REVIEW: GLITTERBOMB #1 Explores Horror in Hollywood
With a title like Glitterbomb, a crossover between the volatile nature of the Hollywood life and Lovecraftian horror is the last thing you would expect. But when you think about it, the title conveniently fits the theme of Jim Zub’s new comic book. Judging from the big opening shocker, it would appear as if it’s going […]
With a title like Glitterbomb, a crossover between the volatile nature of the Hollywood life and Lovecraftian horror is the last thing you would expect. But when you think about it, the title conveniently fits the theme of Jim Zub’s new comic book.
Judging from the big opening shocker, it would appear as if it’s going to be a monster based horror book. It goes deeper than that, however. While it’s partly true, Zub immediately transitions into the real horror – the problems women face behind the scenes in the film industry. This book is as much of a horror story as it is an exploration of the real horrors that go on in a very youth-obsessed Hollywood environment.
It’s a big departure from what Zub is mostly known for, but Glitterbomb displays his ability to write a well paced intriguing plot with compelling characters.

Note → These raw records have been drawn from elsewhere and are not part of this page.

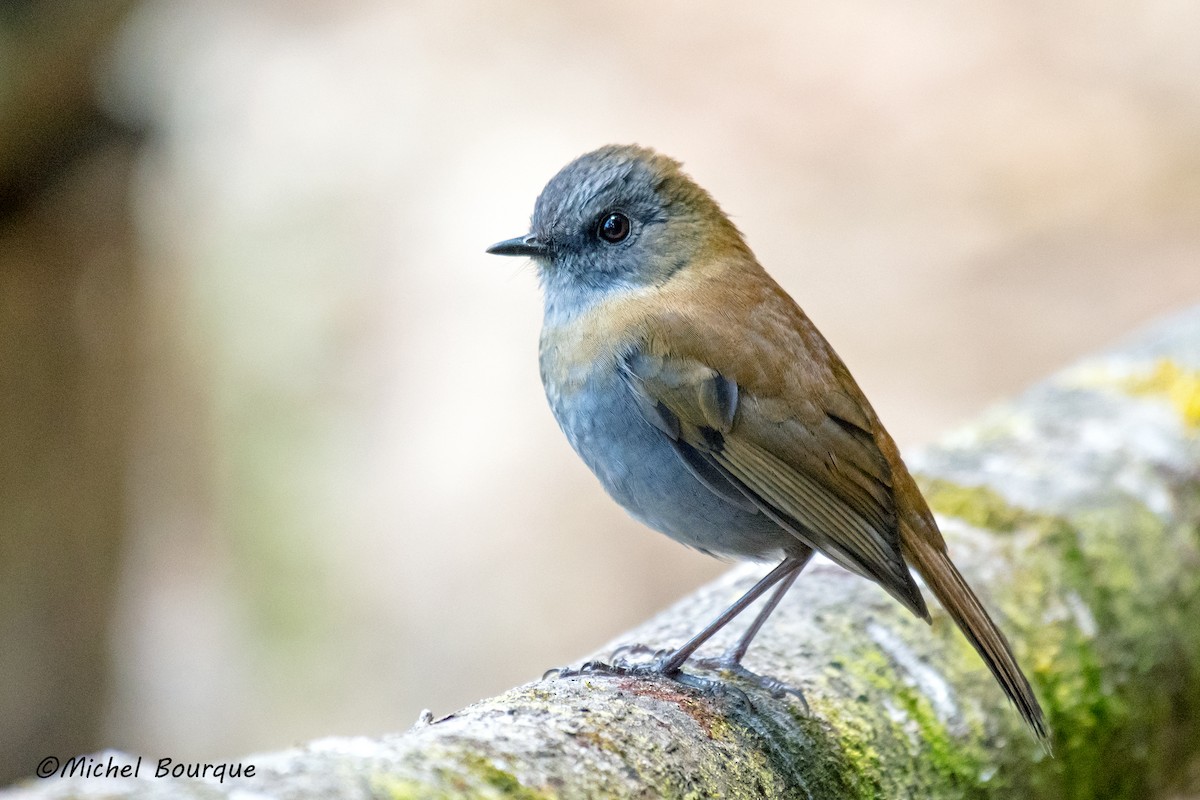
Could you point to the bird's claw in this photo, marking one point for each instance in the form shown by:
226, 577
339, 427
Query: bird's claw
773, 686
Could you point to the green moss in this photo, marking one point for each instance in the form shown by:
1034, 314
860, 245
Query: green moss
976, 505
503, 782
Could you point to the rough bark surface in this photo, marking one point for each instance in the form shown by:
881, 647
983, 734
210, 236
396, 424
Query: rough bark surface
1074, 510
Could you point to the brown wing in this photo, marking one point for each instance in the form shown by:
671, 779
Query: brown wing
805, 456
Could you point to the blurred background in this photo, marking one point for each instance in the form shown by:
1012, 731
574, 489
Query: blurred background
275, 462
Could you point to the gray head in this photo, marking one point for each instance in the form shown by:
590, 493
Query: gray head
618, 217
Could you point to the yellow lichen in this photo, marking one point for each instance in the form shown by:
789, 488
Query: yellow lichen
1179, 385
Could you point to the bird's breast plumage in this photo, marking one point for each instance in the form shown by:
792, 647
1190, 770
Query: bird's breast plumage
636, 464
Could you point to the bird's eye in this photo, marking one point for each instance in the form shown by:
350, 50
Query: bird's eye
613, 228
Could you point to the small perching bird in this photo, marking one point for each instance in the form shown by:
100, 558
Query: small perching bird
711, 407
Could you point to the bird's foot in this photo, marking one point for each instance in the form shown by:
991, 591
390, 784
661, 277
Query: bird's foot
729, 666
636, 661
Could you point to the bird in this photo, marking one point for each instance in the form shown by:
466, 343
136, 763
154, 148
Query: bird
713, 410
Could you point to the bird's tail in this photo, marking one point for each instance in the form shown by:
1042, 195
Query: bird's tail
952, 590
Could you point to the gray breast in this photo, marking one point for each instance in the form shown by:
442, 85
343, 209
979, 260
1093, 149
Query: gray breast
641, 470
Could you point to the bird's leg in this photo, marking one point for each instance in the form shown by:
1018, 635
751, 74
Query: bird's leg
670, 662
786, 571
732, 656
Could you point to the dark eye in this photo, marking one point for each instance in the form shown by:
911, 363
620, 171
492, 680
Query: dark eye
613, 228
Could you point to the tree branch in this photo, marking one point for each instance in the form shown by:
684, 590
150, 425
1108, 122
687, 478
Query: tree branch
1073, 510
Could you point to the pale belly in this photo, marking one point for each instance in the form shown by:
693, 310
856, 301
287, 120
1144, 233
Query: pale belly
639, 467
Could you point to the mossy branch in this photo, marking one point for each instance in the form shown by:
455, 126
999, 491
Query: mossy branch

The story follows Farrah Durante, a middle-aged actress struggling to land an acting gig in an industry that glamourizes being youthful, especially for women. Zub showcases the ugly truth in different scenarios involving Farrah’s failed casting auditions by having characters repeatedly take jabs at her age.
Obviously feeling lost, Farrah wanders into the beach where a tentacled monster takes her as host. The origins of the tentacle monster is a mystery at this point, and from the looks of it it’s going to probably take a while before it develops. One of the strengths of Glitterbomb is even without the monster, Farrah’s story is very interesting as it is. The addition of Holly Raychelle Hughes‘ essay on her personal experiences in Hollywood gives the main plot much significance.
Another strength of the book is Djibril Morrissette-Phan‘s art. The thick inks add a much needed dread to his pencils. Plus the creepiness just comes alive in Farrah’s face whenever she gets taken over by the monster. Morrissette-Phan’s expressive style gives the characters emotion, and helps them pop out from every panel. Cosidering this is his major comic book debut, it certainly looks like Morrissette-Phan is going to be a big name in the comics industry. K. Michael Russell‘s colors complement Morrissette-Phan’s art really well. The flat colors add to the horror element, while at the same time it has enough vibrance to make every page a treat to look at.
Glitterbomb #1 marks Jim Zub and Djibril Morrissette-Phan strong debut into the horror genre. The character work is solid and the plot is intriguing. Although the involvement of a monster clearly adds to the horror aspect, the dirty world of Hollywood is as much of a contributor to that, which Jim Zub breaks down really well. Glitterbomb #1 is fresh and original, and has great potential to be a horror hit this year.